The plastic caps have a renewable destination — they’re being bought by a Sydney-based company Ocycut that makes parts for wind turbines.
“I could probably get these components from China for half what I’m paying here in Australia,” Oxycut’s boss Simon Preston says.
But he’s absorbing the extra cost because he wants to contribute to a renewable society.
“The fact that AllMould Plastics is using 50 per cent recycled material in their products, and specifically are also using the waste from the recent COVID vaccination program, for us that just worked perfectly,” he says.
This all shows the complexities of getting recycling going. But the group that pushed for the pilot program has crunched the numbers and believes there are long-term economic benefits.
“The collection of these two items alone across the NSW public health system could save nearly 70 million pieces of plastic from landfill, amounting to 150 tonnes and generate savings of $150,000 each year,” NSW Circular economist Kar Mei Tang says.
“Moving beyond these two items, if the estimated 40 to 60 per cent of recyclable waste currently going into clinical waste streams was recovered, there are potential savings of $2 to 3 million a year across the NSW Health system that could be reinvested into patient care.”
What about simply reusing more items?
Back at Sunshine Hospital, Dr Forbes is happy to hear about the efforts of healthcare workers interstate to recycle more goods.
He pushed for the PVC recycling program at his workplace several years ago, and also crunched numbers that show that it’s got economic benefits.
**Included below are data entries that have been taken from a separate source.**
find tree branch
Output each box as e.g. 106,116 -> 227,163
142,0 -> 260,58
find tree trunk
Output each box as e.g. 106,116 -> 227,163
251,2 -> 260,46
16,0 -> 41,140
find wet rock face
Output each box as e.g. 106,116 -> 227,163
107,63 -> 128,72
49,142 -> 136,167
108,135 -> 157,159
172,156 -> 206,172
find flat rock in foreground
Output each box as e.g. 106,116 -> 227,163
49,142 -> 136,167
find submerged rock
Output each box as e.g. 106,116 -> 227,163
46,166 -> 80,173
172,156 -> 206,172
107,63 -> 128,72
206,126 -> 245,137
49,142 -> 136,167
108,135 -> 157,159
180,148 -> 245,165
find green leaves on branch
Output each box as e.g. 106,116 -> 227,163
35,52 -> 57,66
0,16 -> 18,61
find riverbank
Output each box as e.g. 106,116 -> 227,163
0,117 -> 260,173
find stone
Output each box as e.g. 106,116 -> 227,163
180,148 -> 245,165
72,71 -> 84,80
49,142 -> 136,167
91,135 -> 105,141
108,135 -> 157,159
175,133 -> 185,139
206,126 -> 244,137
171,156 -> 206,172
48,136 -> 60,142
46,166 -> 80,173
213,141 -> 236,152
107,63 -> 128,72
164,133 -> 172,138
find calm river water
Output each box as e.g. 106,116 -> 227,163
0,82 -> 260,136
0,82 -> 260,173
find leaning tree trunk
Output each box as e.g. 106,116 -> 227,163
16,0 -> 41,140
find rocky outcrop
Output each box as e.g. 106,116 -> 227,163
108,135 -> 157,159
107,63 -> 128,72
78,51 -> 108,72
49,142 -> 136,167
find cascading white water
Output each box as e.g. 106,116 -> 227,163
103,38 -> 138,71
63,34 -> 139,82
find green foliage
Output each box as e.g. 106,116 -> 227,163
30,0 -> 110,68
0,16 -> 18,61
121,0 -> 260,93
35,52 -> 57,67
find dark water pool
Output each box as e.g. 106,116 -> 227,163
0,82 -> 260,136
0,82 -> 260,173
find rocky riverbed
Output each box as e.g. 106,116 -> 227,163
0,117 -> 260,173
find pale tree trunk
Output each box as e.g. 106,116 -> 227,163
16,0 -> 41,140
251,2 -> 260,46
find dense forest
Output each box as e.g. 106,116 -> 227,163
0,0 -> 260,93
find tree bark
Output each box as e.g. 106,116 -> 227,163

But he’s passionate about pushing for something even harder than collecting and recycling single-use waste: he wants to transform the sector’s culture so it is using more reusable items.
He has already helped bring back reusable anaesthesia equipment at Sunshine Hospital, which is sterilised on site. He says this saves each operating theatre $5,000 per annum, which works out to about $100,000 in savings each year for all of Western Health.
“This becomes a large number when considering all of Australia,” he says.
“And we’ve certainly have done lots of interesting studies on that sort of area about how to reduce the carbon footprint and save money.”
Dr McGain is currently pushing for more hospitals to ditch single-use plastic gowns and go for cloth ones during COVID.
However, he appreciates that Australia’s healthcare system is still very much under crisis, especially with the looming potential of a surge in COVID cases as the country opens back up this summer.
“It’s very difficult, especially in a pandemic, to act quickly and deal with it,” he says.
He hopes as Australia’s healthcare sector enters a post-pandemic environment, it won’t waste the opportunity to learn about its disposable culture.
“And it can be so exciting for staff to work as a team to do that.”